What comes to mind when thinking about the Black Student Union (BSU)?
Some people probably imagine a club run by students that organizes social events. However, during the late 1960s, the BSU was no ordinary club; it was a persistent force of social change in a time where people could not see beyond the barrier of color. It gave students a voice to implement change.
On April 4, 2016, Erika Thomas, a junior criminal justice major, established the BSU organization at Gannon University and is currently the president.
Thomas said that she had friends in surrounding schools that had an African-American represented club. So, Thomas decided to create a BSU organization.
“I wanted to bring a positive light to African-American culture and bring in other cultures,” Thomas said.
The organization welcomes any student to join, because it is ultimately a union of different religions, cultures and races. Last semester Thomas said that there were 42 people, including faculty, that were part of the BSU.
During this semester the BSU has several events that members are planning. Every month last semester they organized a panel discussion focused on a specific topics. The panel discussions are referred to as the “Face the Facts Series.”

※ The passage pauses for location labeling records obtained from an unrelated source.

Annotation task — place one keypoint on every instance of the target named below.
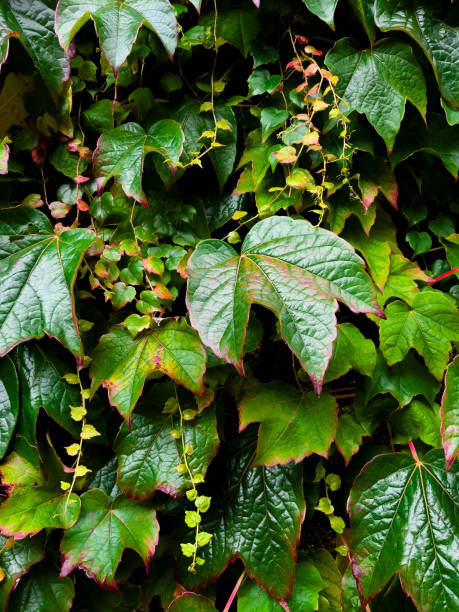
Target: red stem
(442, 276)
(234, 592)
(413, 451)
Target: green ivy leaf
(295, 269)
(403, 381)
(377, 82)
(261, 510)
(419, 502)
(324, 9)
(429, 326)
(33, 24)
(304, 598)
(9, 402)
(29, 509)
(96, 542)
(351, 350)
(148, 454)
(42, 386)
(120, 153)
(45, 266)
(43, 590)
(293, 426)
(191, 602)
(437, 138)
(449, 413)
(117, 23)
(16, 558)
(439, 41)
(122, 363)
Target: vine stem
(442, 276)
(234, 592)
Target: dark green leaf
(377, 82)
(33, 23)
(122, 363)
(293, 426)
(148, 454)
(97, 541)
(291, 267)
(9, 402)
(37, 272)
(117, 23)
(415, 535)
(258, 520)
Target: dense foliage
(229, 279)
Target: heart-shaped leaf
(33, 24)
(117, 23)
(258, 520)
(37, 272)
(120, 153)
(122, 363)
(293, 426)
(377, 82)
(404, 515)
(291, 267)
(148, 454)
(97, 541)
(450, 413)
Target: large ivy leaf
(9, 402)
(293, 426)
(450, 413)
(42, 386)
(291, 267)
(377, 82)
(97, 541)
(428, 326)
(439, 41)
(15, 560)
(148, 454)
(404, 515)
(29, 509)
(33, 24)
(257, 518)
(117, 23)
(122, 363)
(304, 597)
(351, 350)
(43, 590)
(437, 138)
(37, 272)
(191, 602)
(325, 9)
(120, 153)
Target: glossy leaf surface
(117, 23)
(258, 521)
(120, 153)
(449, 413)
(293, 426)
(9, 402)
(37, 272)
(96, 542)
(171, 347)
(404, 518)
(33, 23)
(148, 454)
(439, 41)
(294, 269)
(378, 82)
(428, 326)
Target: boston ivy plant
(229, 274)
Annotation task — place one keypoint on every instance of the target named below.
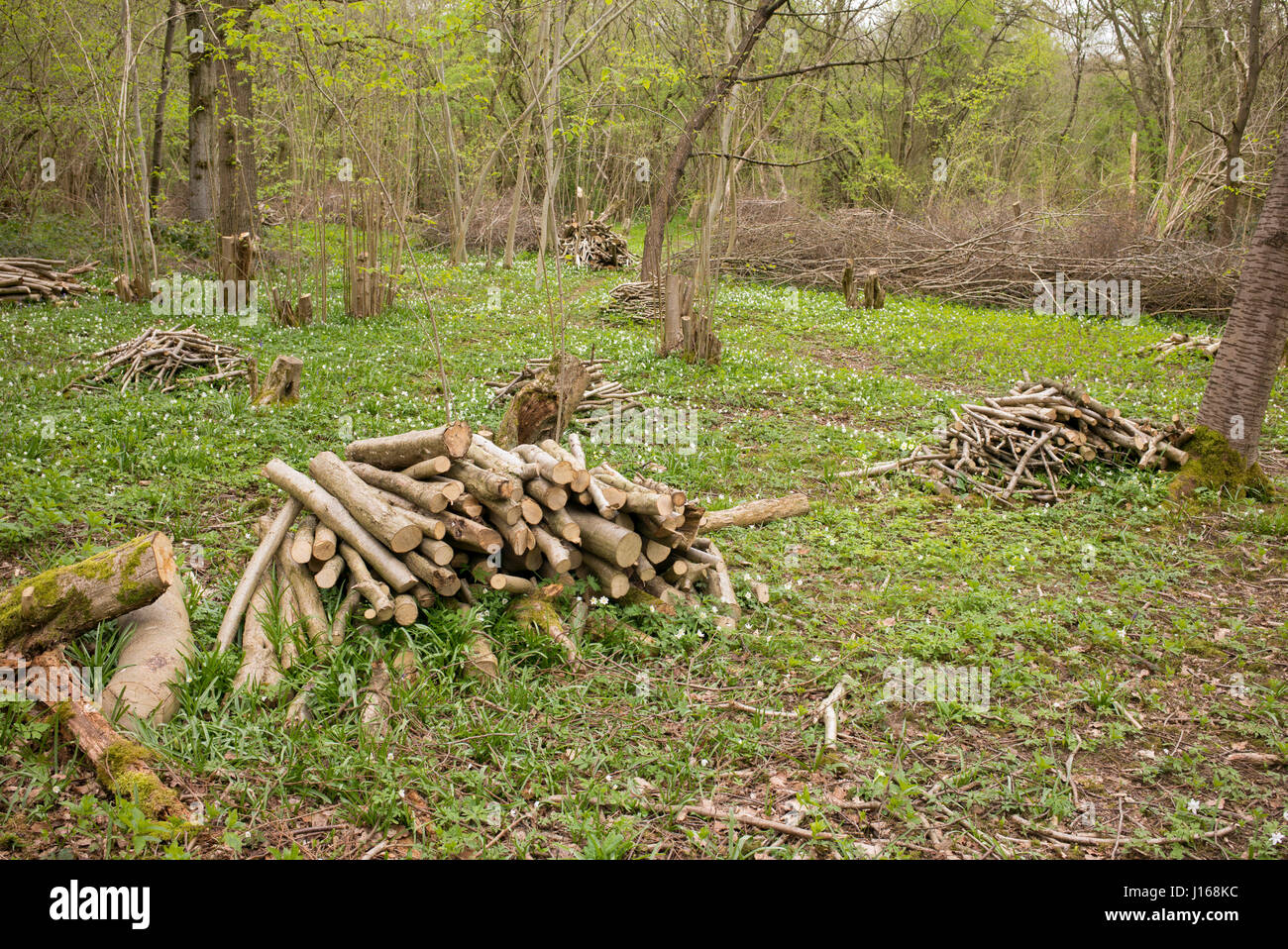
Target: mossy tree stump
(1216, 465)
(282, 382)
(545, 406)
(58, 604)
(120, 764)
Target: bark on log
(362, 580)
(550, 494)
(397, 452)
(340, 621)
(259, 665)
(563, 525)
(334, 515)
(445, 580)
(423, 493)
(308, 600)
(380, 518)
(323, 542)
(376, 705)
(610, 579)
(301, 548)
(606, 540)
(536, 610)
(330, 572)
(119, 763)
(429, 468)
(55, 605)
(756, 512)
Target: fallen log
(380, 518)
(259, 665)
(120, 764)
(308, 599)
(756, 512)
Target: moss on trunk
(1215, 465)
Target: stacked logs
(1180, 342)
(34, 278)
(407, 520)
(600, 393)
(162, 356)
(1021, 443)
(591, 244)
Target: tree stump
(849, 287)
(237, 256)
(874, 294)
(545, 406)
(282, 382)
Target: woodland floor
(1115, 626)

They hope to continue to make these discussions something the Gannon community looks forward to.
Anyone can join the panel if they would like to be a primary speaker and are comfortable answering questions on stage. However, the audience does get a chance to speak because the questions are opened to them as well.
This month’s panel discussion topic is “Healing the Divide.” It will take place at 7:30 p.m. on Jan. 26 in Room 104 of the Zurn Science Center.
Thomas said the BSU decided to create this topic in order to allow students to discuss America’s values: Is it accepting of different religions, races and gender identities? If not, how can it grow to become more accepting?
Catherine Wahlenmayer, a freshman math major, was part of the panel last semester when the topic was “Privilege, does it exist?”
Wahlenmayer expressed that she was not sure what to expect at first, but as the discussion progressed, she realized that every single point was heard and every person who wanted to talk had allotted time to do so.
“It’s a union of students that are exploring issues affecting black students,” Wahlenmayer said.
Her experience has allowed her to understand other people’s perspectives and to voice her perspectives to the audience as well.
It is a learning experience, Wahlenmayer explained, and after it was over people came up to her and thanked her for taking part in the panel.
Wahlenmayer said that everyone was friendly and hopes to attend more of the discussions this semester.
“If you’re brave, join the panel,” Wahlenmayer said.
In February the topic for discussion may be “Why we need a Black History Month.” Also, the BSU is planning a Black History Month performance in February that will incorporate spoken word, plays and dances to highlight the African-American culture and history.
The BSU would also like to put on a fashion show this spring, since it was very popular last year. The fashion show is put together with the help of different Gannon students who wear their own designs.
The BSU hopes to create a community of support and diversity by joining together people who share the same interests. They would like to focus on taking part in more community service opportunities as well in the future.
Thomas wants the Gannon community to know that one of the ways to create a more cultured and accepting campus is by meeting and communicating with different people and to be willing to listen and respect each person’s opinions.
If you are interested in joining the BSU or have any questions please email the group at firstname.lastname@example.org or follow it on Twitter at @Gannon_bsu to keep up with the upcoming events and meetings.
The BSU has not been at Gannon for very long, but more people have become interested in joining the organization and in helping it fulfill its goals.
“African-American and minority students need to be represented,” Thomas said. “We need a voice; we need something to bring about a positive, accepting and open culture.”